Cholesterol and PL efflux

Cells were incubated overnight at 37 °C with 1 μCi/ml of [3H]-cholesterol (PerkinElmer Life Sciences) or [3H]choline (PerkinElmer Life Sciences), respectively, to quantify cholesterol and PL efflux. Cells were washed once, incubated for 18 h, washed once, and then incubated with medium minus or plus 10 μg/ml APOA1 or 10 μg/ml L-4F for 6 h. Medium and cells were harvested and assayed for [3H]. APOA1-mediated and L-4F-mediated lipid efflux were calculated as percentages of total [3H] released into the medium after subtracting the values obtained in the absence of APOA159,60. Results were normalized to values for cells expressing wild-type ABCA1.
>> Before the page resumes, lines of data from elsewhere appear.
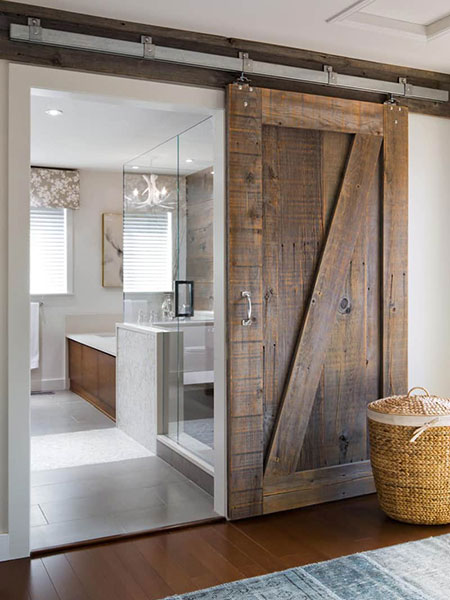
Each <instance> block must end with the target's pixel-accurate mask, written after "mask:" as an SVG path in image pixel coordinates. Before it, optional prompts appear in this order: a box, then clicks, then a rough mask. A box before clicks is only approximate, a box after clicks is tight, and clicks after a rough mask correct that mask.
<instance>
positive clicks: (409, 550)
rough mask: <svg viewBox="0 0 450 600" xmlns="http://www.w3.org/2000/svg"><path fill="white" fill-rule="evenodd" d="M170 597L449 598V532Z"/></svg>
mask: <svg viewBox="0 0 450 600" xmlns="http://www.w3.org/2000/svg"><path fill="white" fill-rule="evenodd" d="M171 598H182V599H183V600H235V599H239V600H294V599H295V600H319V599H320V600H324V599H327V600H449V598H450V534H447V535H442V536H439V537H434V538H428V539H425V540H420V541H418V542H408V543H407V544H400V545H398V546H390V547H388V548H382V549H381V550H372V551H370V552H363V553H361V554H352V555H351V556H344V557H342V558H336V559H334V560H328V561H326V562H321V563H316V564H312V565H307V566H305V567H296V568H294V569H288V570H287V571H282V572H280V573H271V574H270V575H263V576H262V577H254V578H253V579H244V580H241V581H233V582H232V583H227V584H225V585H220V586H217V587H214V588H209V589H207V590H201V591H198V592H192V593H189V594H182V595H180V596H171ZM166 600H169V599H166Z"/></svg>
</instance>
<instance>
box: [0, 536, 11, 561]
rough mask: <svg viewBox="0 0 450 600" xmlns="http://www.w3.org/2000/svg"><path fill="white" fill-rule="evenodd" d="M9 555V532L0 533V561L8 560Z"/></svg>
mask: <svg viewBox="0 0 450 600" xmlns="http://www.w3.org/2000/svg"><path fill="white" fill-rule="evenodd" d="M10 558H11V557H10V555H9V534H7V533H0V562H3V561H4V560H10Z"/></svg>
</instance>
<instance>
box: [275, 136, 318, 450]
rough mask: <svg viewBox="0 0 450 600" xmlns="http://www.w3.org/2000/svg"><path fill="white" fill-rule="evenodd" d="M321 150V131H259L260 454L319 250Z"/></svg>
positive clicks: (313, 275)
mask: <svg viewBox="0 0 450 600" xmlns="http://www.w3.org/2000/svg"><path fill="white" fill-rule="evenodd" d="M321 148H322V133H321V132H320V131H314V130H311V129H294V128H286V127H274V126H265V127H264V128H263V194H264V203H263V210H264V213H263V243H264V270H263V291H264V298H263V307H264V311H263V318H264V448H265V451H267V447H268V445H269V442H270V439H271V437H272V434H273V426H274V422H275V419H276V415H277V413H278V407H279V402H280V398H281V396H282V393H283V388H284V386H285V381H286V377H287V375H288V372H289V365H290V362H291V357H292V354H293V352H294V350H295V345H296V341H297V335H298V331H299V328H300V326H301V323H302V319H303V312H304V307H305V303H306V302H307V300H308V298H309V296H310V293H311V289H312V285H313V283H314V273H315V269H316V265H317V261H318V257H319V254H320V251H321V249H322V242H323V237H324V223H323V210H322V182H321V163H322V154H321Z"/></svg>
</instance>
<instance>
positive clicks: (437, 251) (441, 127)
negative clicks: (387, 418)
mask: <svg viewBox="0 0 450 600" xmlns="http://www.w3.org/2000/svg"><path fill="white" fill-rule="evenodd" d="M409 127H410V144H409V148H410V151H409V161H410V162H409V384H410V386H413V385H420V386H424V387H426V388H428V389H429V391H430V392H432V393H435V394H442V395H443V396H450V261H449V258H450V252H449V250H450V119H441V118H437V117H429V116H424V115H417V114H411V115H410V118H409Z"/></svg>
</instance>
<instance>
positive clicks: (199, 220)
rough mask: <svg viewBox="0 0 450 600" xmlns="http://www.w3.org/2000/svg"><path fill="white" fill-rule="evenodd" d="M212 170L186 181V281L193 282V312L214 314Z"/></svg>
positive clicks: (192, 176)
mask: <svg viewBox="0 0 450 600" xmlns="http://www.w3.org/2000/svg"><path fill="white" fill-rule="evenodd" d="M213 192H214V175H213V174H212V167H208V168H207V169H203V170H202V171H199V172H198V173H194V174H193V175H188V176H187V177H186V203H187V217H186V278H187V279H188V280H191V279H192V280H193V281H194V282H195V299H194V305H195V309H196V310H214V291H213V289H214V268H213V258H214V255H213V241H214V240H213V218H214V207H213Z"/></svg>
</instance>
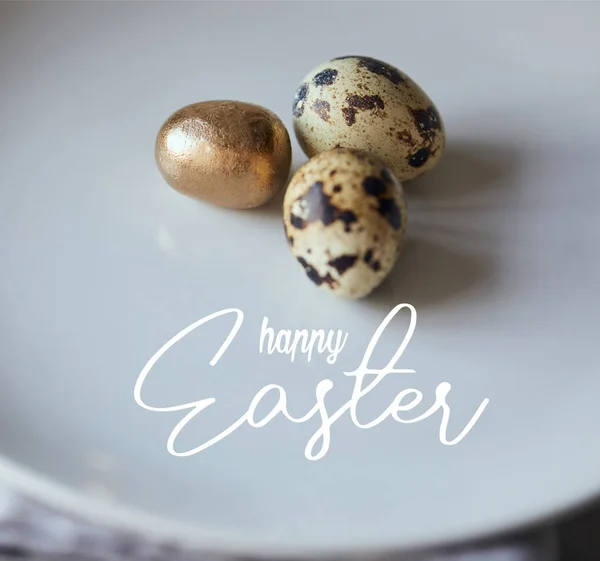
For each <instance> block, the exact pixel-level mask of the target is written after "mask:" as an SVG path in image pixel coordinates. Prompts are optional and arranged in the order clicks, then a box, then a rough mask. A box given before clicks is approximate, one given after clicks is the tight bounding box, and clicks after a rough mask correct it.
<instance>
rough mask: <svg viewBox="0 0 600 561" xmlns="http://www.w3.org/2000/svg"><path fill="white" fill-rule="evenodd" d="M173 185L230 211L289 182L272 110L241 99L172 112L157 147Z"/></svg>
mask: <svg viewBox="0 0 600 561" xmlns="http://www.w3.org/2000/svg"><path fill="white" fill-rule="evenodd" d="M155 156H156V163H157V165H158V168H159V170H160V172H161V174H162V176H163V177H164V179H165V180H166V182H167V183H168V184H169V185H170V186H171V187H173V189H175V190H177V191H179V192H180V193H183V194H184V195H187V196H190V197H194V198H196V199H201V200H204V201H208V202H210V203H213V204H216V205H219V206H223V207H227V208H233V209H249V208H255V207H258V206H261V205H264V204H265V203H267V202H268V201H269V200H270V199H271V198H272V197H273V196H274V195H275V194H277V192H278V191H280V189H281V188H282V187H283V186H284V184H285V182H286V181H287V178H288V175H289V172H290V165H291V160H292V149H291V144H290V137H289V134H288V132H287V129H286V128H285V125H284V124H283V123H282V122H281V120H280V119H279V117H277V115H275V114H274V113H273V112H271V111H269V110H268V109H265V108H264V107H261V106H259V105H254V104H251V103H244V102H241V101H203V102H200V103H194V104H192V105H188V106H187V107H184V108H182V109H180V110H179V111H176V112H175V113H173V115H171V116H170V117H169V118H168V119H167V121H166V122H165V123H164V124H163V126H162V127H161V129H160V131H159V133H158V136H157V138H156V149H155Z"/></svg>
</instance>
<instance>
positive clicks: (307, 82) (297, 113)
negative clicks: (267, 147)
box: [293, 56, 446, 181]
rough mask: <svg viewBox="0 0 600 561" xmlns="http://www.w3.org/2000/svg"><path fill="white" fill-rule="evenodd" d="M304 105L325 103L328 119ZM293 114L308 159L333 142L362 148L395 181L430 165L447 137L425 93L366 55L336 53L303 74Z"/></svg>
mask: <svg viewBox="0 0 600 561" xmlns="http://www.w3.org/2000/svg"><path fill="white" fill-rule="evenodd" d="M307 107H313V108H314V107H317V108H324V107H327V112H326V117H327V118H326V119H325V118H323V115H324V114H325V113H324V112H323V111H322V110H319V111H307V110H305V108H307ZM293 116H294V131H295V133H296V137H297V139H298V142H299V144H300V146H301V148H302V150H303V151H304V152H305V153H306V155H307V156H308V157H309V158H310V157H312V156H314V155H316V154H318V153H320V152H323V151H326V150H331V149H332V148H335V147H337V146H342V147H346V148H353V149H358V150H363V151H366V152H370V153H372V154H375V155H376V156H379V157H380V158H381V159H382V160H383V161H385V162H386V163H387V165H388V166H389V167H390V168H391V170H392V172H393V173H394V174H395V175H396V177H397V178H398V179H399V180H400V181H406V180H409V179H413V178H415V177H417V176H419V175H421V174H423V173H425V172H427V171H429V170H431V169H433V167H434V166H435V165H436V164H437V162H438V161H439V159H440V157H441V156H442V152H443V150H444V147H445V142H446V133H445V128H444V124H443V122H442V118H441V116H440V114H439V112H438V110H437V108H436V107H435V105H434V103H433V102H432V101H431V99H430V98H429V97H428V96H427V94H426V93H425V92H424V91H423V90H422V89H421V88H420V87H419V86H418V85H417V84H416V83H415V82H414V81H413V80H411V78H410V77H408V76H407V75H406V74H404V73H403V72H401V71H400V70H398V69H397V68H395V67H393V66H391V65H390V64H387V63H385V62H383V61H380V60H376V59H374V58H370V57H361V56H347V57H339V58H336V59H333V60H330V61H328V62H325V63H323V64H321V65H320V66H318V67H317V68H315V69H314V70H313V71H312V72H310V73H309V74H307V75H306V76H305V78H304V80H303V81H302V83H301V85H300V86H299V88H298V92H297V95H296V100H295V104H294V115H293Z"/></svg>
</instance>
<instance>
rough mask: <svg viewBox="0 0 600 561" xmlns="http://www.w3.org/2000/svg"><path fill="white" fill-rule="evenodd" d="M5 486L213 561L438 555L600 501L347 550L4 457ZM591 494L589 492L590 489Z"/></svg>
mask: <svg viewBox="0 0 600 561" xmlns="http://www.w3.org/2000/svg"><path fill="white" fill-rule="evenodd" d="M0 481H2V482H4V483H5V484H6V485H7V486H8V488H9V490H10V491H12V492H16V493H17V494H20V495H21V496H22V497H23V498H25V499H30V500H32V501H36V502H37V503H39V504H41V505H42V506H43V507H46V508H49V509H50V510H53V511H55V512H56V514H57V515H63V516H71V517H73V518H75V519H76V520H78V521H83V522H86V523H90V524H92V525H94V526H100V527H103V528H104V529H107V530H112V531H114V532H116V533H130V534H133V535H134V536H135V537H136V538H137V539H141V540H142V541H146V540H148V541H151V542H152V543H156V544H161V543H163V544H164V543H169V544H171V545H175V546H176V547H178V548H183V549H184V550H186V551H189V552H191V553H210V554H211V556H213V557H215V556H217V557H219V556H222V557H225V558H232V557H236V556H244V557H247V556H249V555H250V556H253V557H257V558H263V559H267V558H269V559H271V558H272V559H275V558H281V557H289V556H294V557H302V558H307V557H320V558H326V557H336V556H341V555H343V556H345V557H358V556H365V555H369V556H373V555H380V554H381V555H385V554H391V553H393V554H398V553H403V552H408V551H418V550H421V551H422V550H435V549H438V548H443V547H450V546H456V545H459V544H463V543H473V542H479V541H482V540H487V539H492V538H494V537H499V536H502V535H505V534H508V533H511V532H523V531H527V530H528V529H531V528H533V527H535V526H539V525H543V524H545V523H550V522H552V521H555V520H556V519H557V518H560V517H563V516H565V515H567V514H569V513H571V512H573V511H577V510H578V509H581V508H584V507H585V506H586V505H588V504H590V503H593V502H594V501H596V500H598V499H600V478H599V480H598V483H597V485H596V486H595V488H594V490H593V491H589V490H588V491H587V492H586V491H582V492H580V493H579V494H578V495H577V496H573V495H571V499H570V500H565V501H562V502H561V503H560V504H558V503H557V502H556V501H555V506H554V507H553V508H552V509H545V510H544V509H543V508H542V509H540V507H539V506H538V507H534V508H532V507H529V508H528V509H523V508H522V509H521V511H520V512H521V514H520V516H514V517H512V518H510V520H509V519H506V520H504V521H499V520H496V521H495V522H494V521H493V520H490V519H489V518H488V520H487V521H485V522H484V523H482V524H480V525H479V526H478V527H472V528H471V530H467V529H464V530H463V531H461V532H453V533H452V534H451V535H450V534H448V535H443V534H442V533H440V532H438V534H437V535H432V536H431V538H429V539H424V538H413V539H405V540H402V541H398V542H393V543H384V542H381V543H379V544H377V545H367V544H361V545H356V544H355V545H347V544H342V543H340V542H332V543H331V544H329V545H317V546H311V545H310V544H307V543H306V542H305V541H303V543H302V544H300V543H287V544H284V543H282V542H281V541H278V540H277V539H275V540H265V539H264V538H263V539H261V538H258V539H256V538H254V539H252V538H248V537H245V538H243V537H241V536H240V535H234V534H233V533H232V532H217V531H213V530H210V531H206V530H204V531H203V530H202V529H201V528H199V527H198V526H196V525H194V524H193V523H191V522H183V521H176V520H175V519H173V518H168V517H163V516H161V515H156V514H151V513H149V512H144V510H143V509H141V508H137V507H130V506H127V505H124V504H123V503H112V502H109V501H105V500H100V499H99V498H95V497H91V496H90V497H86V496H85V495H84V494H83V493H81V492H78V491H77V490H76V489H75V488H74V487H71V486H69V485H68V484H65V483H61V482H59V481H57V480H56V479H54V478H52V477H50V476H47V475H45V474H42V473H40V472H39V471H37V470H35V469H32V468H29V467H25V466H24V465H22V464H20V463H19V462H16V461H13V460H11V459H9V458H7V457H6V456H5V455H4V454H0ZM588 489H589V488H588Z"/></svg>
Total and cell-surface ABCA1 expression

ABCA1 antibody was diluted at 1;1000. To measure ABCA1 protein levels, cell proteins were solubilized with 5% SDS and fractionated by SDS-PAGE. ABCA1 was quantified by immunoblot analysis60. Cell-surface ABCA1 was quantified by treating cells for 30 min at room temperature with 1 mg/ml sulfo-N-hydroxysulfosuccinimide-biotin, isolating ABCA1 by immunoprecipitation and SDS-PAGE, and probing nitrocellulose blots with a streptavidin-HRP ECL assay (BioRad)59,61.

Reporting summary

Further information on research design is available in the Nature Research Reporting Summary linked to this article.